Belediye meclis üyeleri, bürokratlar, çeşitli sanat gruplarının ve sanatçıların da yer aldığı kalabalık bir heyetle başkent Astana'da önemli aktiviteler gerçekleştirdiklerini, Başkent Astana'nın önemli bir merkez olduğunu, yıllar önce 8. Cumhurbaşkanı Turgut Özal'ın, Kazakistan Cumhurbaşkanı Nursultan Nazarbayev'e ülkenin başkentini değiştirmesi konusunda öneride bulunduğunu anlatan Gökçek, şöyle konuştu:
''Astana yeni kurulan Kazakistan'ın kendisini dünyaya ispat için yaptığı bir başşehir. Kazakistan'ın başkenti daha önce Almatı idi. Rahmetli Turgut Özal, Nazarbayev'e, (başkentini, kentin ortasına al) diyor ve onun tavsiyesiyle Astana başkent oluyor. Örnek bir kent yaparak burayı Kazakistan'ın gücünü psikolojik olarak göstermeye çalışıyor diğer devletlere. Buraya bir nevi New York yapıyor. Resmen kenti cetvelle çizmişler. Astana Valisi daha önce Başbakanlık da yaptı. Kenti çok ciddi değiştirdi. Bu sene 9 milyon çiçek ekmiş. Türk işadamlarımızın burada önemli yatırımları var. Her yıl bu kentte 20 bin konut yapılıyor'' dedi.

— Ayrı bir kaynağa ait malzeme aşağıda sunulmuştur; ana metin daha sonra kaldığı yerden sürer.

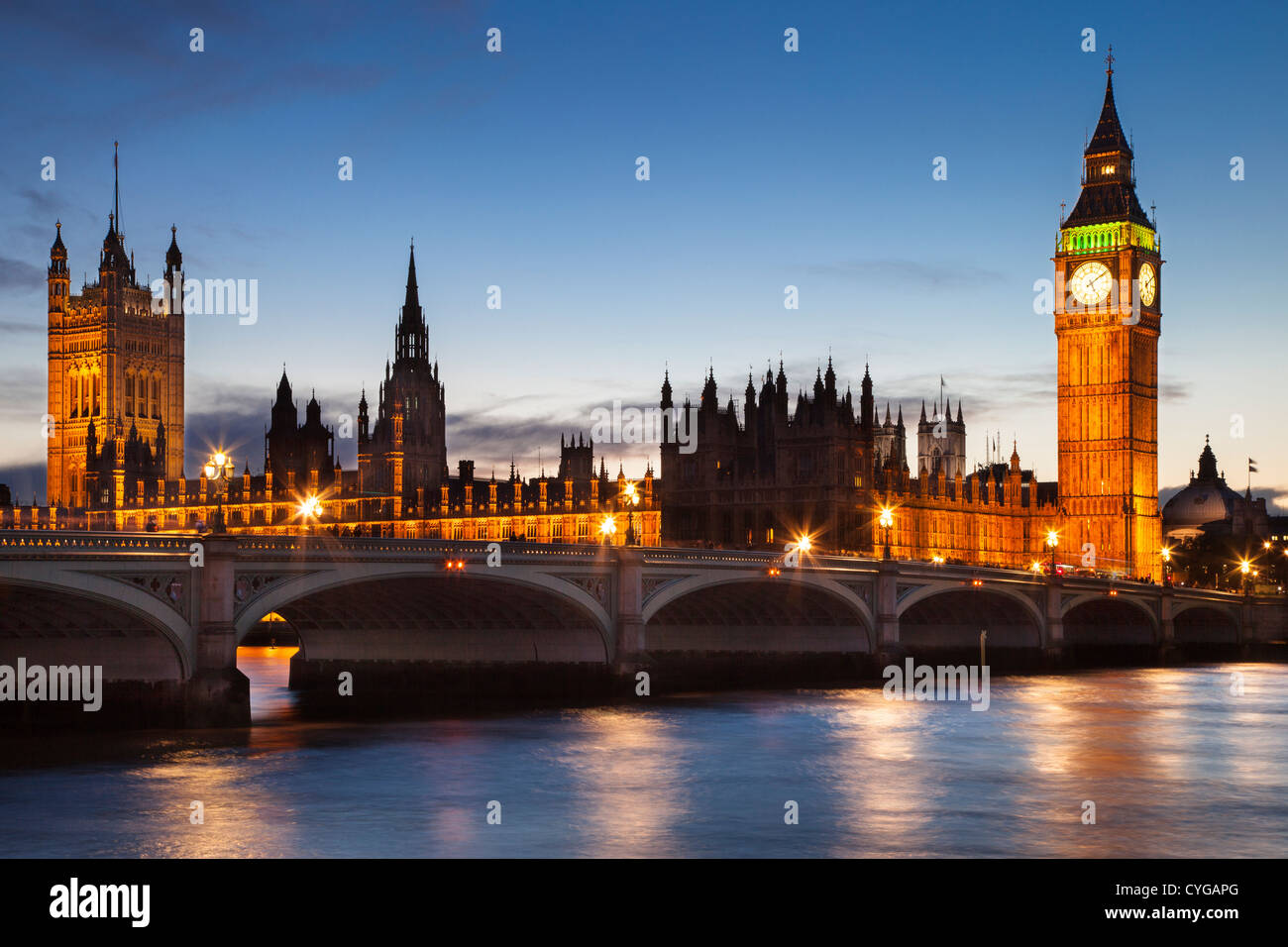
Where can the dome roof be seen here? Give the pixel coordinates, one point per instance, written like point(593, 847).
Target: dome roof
point(1206, 501)
point(1201, 504)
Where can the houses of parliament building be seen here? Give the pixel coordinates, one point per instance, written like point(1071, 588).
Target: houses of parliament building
point(759, 475)
point(827, 466)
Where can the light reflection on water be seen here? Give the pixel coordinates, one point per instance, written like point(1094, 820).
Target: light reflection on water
point(1175, 764)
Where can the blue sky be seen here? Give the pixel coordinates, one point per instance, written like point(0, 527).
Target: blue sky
point(767, 169)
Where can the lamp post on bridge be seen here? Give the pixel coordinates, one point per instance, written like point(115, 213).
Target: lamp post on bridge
point(887, 521)
point(631, 497)
point(219, 470)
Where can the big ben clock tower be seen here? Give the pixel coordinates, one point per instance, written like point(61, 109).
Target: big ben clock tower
point(1107, 322)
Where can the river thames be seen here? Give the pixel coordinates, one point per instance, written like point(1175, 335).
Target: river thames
point(1175, 763)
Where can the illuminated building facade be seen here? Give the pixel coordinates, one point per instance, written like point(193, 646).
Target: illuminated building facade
point(827, 470)
point(128, 474)
point(1108, 317)
point(115, 376)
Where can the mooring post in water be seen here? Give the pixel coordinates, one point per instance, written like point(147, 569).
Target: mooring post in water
point(1052, 641)
point(889, 647)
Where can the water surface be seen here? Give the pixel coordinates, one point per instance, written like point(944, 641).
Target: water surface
point(1175, 763)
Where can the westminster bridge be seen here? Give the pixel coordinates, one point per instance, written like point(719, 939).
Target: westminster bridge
point(162, 615)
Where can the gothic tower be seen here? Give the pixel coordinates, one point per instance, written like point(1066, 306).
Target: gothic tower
point(115, 365)
point(406, 451)
point(1107, 322)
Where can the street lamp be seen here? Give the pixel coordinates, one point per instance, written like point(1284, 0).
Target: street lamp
point(310, 508)
point(219, 467)
point(887, 521)
point(631, 496)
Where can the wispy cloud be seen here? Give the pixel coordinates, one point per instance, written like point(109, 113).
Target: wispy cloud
point(20, 274)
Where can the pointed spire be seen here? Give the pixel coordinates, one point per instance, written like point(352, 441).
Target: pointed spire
point(116, 185)
point(1109, 132)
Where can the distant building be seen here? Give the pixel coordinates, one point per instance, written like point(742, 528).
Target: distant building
point(827, 467)
point(115, 375)
point(1209, 508)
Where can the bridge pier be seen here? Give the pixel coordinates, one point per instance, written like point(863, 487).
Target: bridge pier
point(1168, 652)
point(218, 694)
point(890, 650)
point(1052, 638)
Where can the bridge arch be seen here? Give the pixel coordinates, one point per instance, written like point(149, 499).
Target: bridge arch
point(949, 615)
point(419, 611)
point(91, 618)
point(1109, 620)
point(751, 612)
point(1206, 622)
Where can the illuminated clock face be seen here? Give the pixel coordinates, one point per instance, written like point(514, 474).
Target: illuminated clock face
point(1147, 283)
point(1091, 282)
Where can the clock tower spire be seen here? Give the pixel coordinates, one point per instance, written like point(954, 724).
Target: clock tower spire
point(1107, 324)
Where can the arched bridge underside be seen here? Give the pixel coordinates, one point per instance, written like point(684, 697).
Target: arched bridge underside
point(760, 616)
point(954, 617)
point(155, 608)
point(51, 626)
point(442, 617)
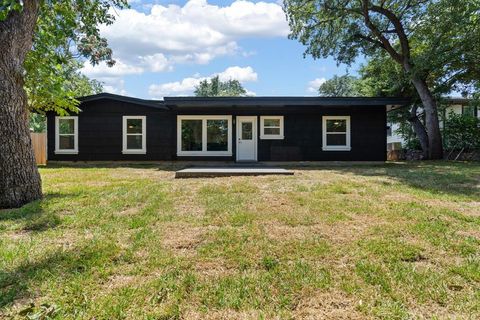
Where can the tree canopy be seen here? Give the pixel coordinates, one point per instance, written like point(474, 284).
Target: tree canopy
point(214, 87)
point(40, 42)
point(437, 39)
point(340, 86)
point(66, 34)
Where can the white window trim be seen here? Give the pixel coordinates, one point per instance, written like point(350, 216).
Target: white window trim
point(57, 136)
point(204, 151)
point(265, 136)
point(144, 136)
point(346, 147)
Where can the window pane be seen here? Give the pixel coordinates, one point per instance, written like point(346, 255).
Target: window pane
point(134, 125)
point(217, 135)
point(336, 139)
point(468, 111)
point(271, 131)
point(191, 135)
point(67, 142)
point(134, 142)
point(336, 125)
point(271, 122)
point(66, 126)
point(247, 133)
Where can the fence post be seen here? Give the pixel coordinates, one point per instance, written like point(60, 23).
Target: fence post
point(39, 143)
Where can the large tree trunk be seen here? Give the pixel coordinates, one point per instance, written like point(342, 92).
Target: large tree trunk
point(19, 178)
point(419, 130)
point(435, 147)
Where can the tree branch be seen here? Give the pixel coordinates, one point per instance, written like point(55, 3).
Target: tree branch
point(385, 43)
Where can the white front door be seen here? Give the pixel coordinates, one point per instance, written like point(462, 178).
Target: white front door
point(246, 138)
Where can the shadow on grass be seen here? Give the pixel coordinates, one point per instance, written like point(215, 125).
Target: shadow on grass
point(33, 216)
point(162, 166)
point(437, 177)
point(57, 267)
point(29, 211)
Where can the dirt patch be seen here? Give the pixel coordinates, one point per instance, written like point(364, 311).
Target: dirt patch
point(340, 232)
point(128, 211)
point(184, 239)
point(327, 305)
point(223, 315)
point(213, 268)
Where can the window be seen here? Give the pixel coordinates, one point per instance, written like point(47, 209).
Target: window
point(204, 135)
point(134, 135)
point(336, 133)
point(66, 138)
point(271, 127)
point(469, 111)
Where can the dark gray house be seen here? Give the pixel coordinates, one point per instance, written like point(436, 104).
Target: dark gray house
point(112, 127)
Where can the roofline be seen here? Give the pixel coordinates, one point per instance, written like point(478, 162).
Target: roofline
point(104, 95)
point(280, 101)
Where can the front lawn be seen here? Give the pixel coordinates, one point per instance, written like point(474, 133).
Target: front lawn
point(395, 241)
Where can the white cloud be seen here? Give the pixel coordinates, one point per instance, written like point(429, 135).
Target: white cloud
point(315, 84)
point(246, 74)
point(102, 70)
point(116, 86)
point(197, 32)
point(187, 85)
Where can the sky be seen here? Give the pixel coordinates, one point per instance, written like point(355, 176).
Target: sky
point(166, 47)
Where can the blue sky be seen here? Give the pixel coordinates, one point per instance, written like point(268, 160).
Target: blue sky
point(164, 48)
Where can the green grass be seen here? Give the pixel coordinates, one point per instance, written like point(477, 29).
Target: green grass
point(395, 241)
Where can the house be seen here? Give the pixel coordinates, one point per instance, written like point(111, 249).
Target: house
point(112, 127)
point(451, 105)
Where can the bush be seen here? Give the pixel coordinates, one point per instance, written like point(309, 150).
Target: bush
point(461, 131)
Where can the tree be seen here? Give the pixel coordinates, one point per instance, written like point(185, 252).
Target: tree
point(462, 132)
point(422, 37)
point(217, 88)
point(339, 86)
point(41, 35)
point(70, 80)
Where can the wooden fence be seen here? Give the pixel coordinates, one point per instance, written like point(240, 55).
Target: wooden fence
point(39, 142)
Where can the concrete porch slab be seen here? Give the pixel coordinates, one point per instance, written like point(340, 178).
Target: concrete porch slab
point(230, 171)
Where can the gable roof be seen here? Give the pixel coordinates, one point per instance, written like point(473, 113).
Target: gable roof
point(147, 103)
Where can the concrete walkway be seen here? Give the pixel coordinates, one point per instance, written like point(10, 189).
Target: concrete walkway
point(230, 171)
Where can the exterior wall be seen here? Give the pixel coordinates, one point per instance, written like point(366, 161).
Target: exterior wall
point(100, 133)
point(395, 138)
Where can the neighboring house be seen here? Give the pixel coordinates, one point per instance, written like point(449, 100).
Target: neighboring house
point(111, 127)
point(454, 105)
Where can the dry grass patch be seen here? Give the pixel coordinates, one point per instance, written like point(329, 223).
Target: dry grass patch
point(125, 241)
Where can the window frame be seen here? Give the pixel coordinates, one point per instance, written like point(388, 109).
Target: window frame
point(265, 136)
point(347, 146)
point(125, 150)
point(57, 135)
point(204, 151)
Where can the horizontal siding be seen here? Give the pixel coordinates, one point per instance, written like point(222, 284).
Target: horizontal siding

Etkinlikler kapsamında ünlü sanatçı Ferhat Göçer'in de bir konser verdiğini, Göçer'in iki konserini iptal ederek kendilerine katıldığını, Ferhat Göçer'in lisan bilmesi ve her dilde şarkı söylemesinin önemli bir prestij kazandırdığını ve göz doldurduğunu belirtti.
Astana'nın mimarisinden Ankara'ya taşınabilecek bir model olup olmadığı yönündeki bir soruyu Gökçek, ''Burada dış kaplaması parlak koyu kahve olan binalar var. Altın kaplama gibi gözüküyor. Ankara'da yüksek bir bina yapılacaksa öyle yapılmasını isterim. Bizim çelik kafesin (Armada'nın karşısındaki yapı) dış kısmını öyle yaptırabilirim'' şeklinde yanıtladı.
ANKARA'NIN IŞIKLANDIRILMASI
Ankara'yı ışıklandıracaklarını, bu konuda Temmuz ayında bir toplantı yapacaklarına dikkati çeken Gökçek, şöyle konuştu:
''Kızılay'a ışıklandırma sistemiyle ilgili en büyük sorun Mimarlar Odasının tahrikiyle bazı mimarların yapılara izin vermemesi. Yapılar artık engellemek için gayret sarfedecekler ama illaki aşacağız. (Bizim binamıza dokunamazsınız) gibi inatları olabilir. Cephelere dilerse Büyükşehir Belediyesi şartlar getirebilir. Yasada böyle bir hüküm var. Cadde ve ana yolları yapmak yaptırmak bakımını sağlamak kentsel tasarım projelerine uygun olarak bu yerlere cephesi bulunan yerlere ilişkin hüküm koyma yetkisi Büyükşehir Belediyesi'nde. Çok büyük bir engel çıkarsa en son çare kanun getirip yaparız. Başbakanımız da bu konuda söz verdi çünkü. Kararlıyız inşallah 2012 sonuna kadar bitirmek istiyoruz.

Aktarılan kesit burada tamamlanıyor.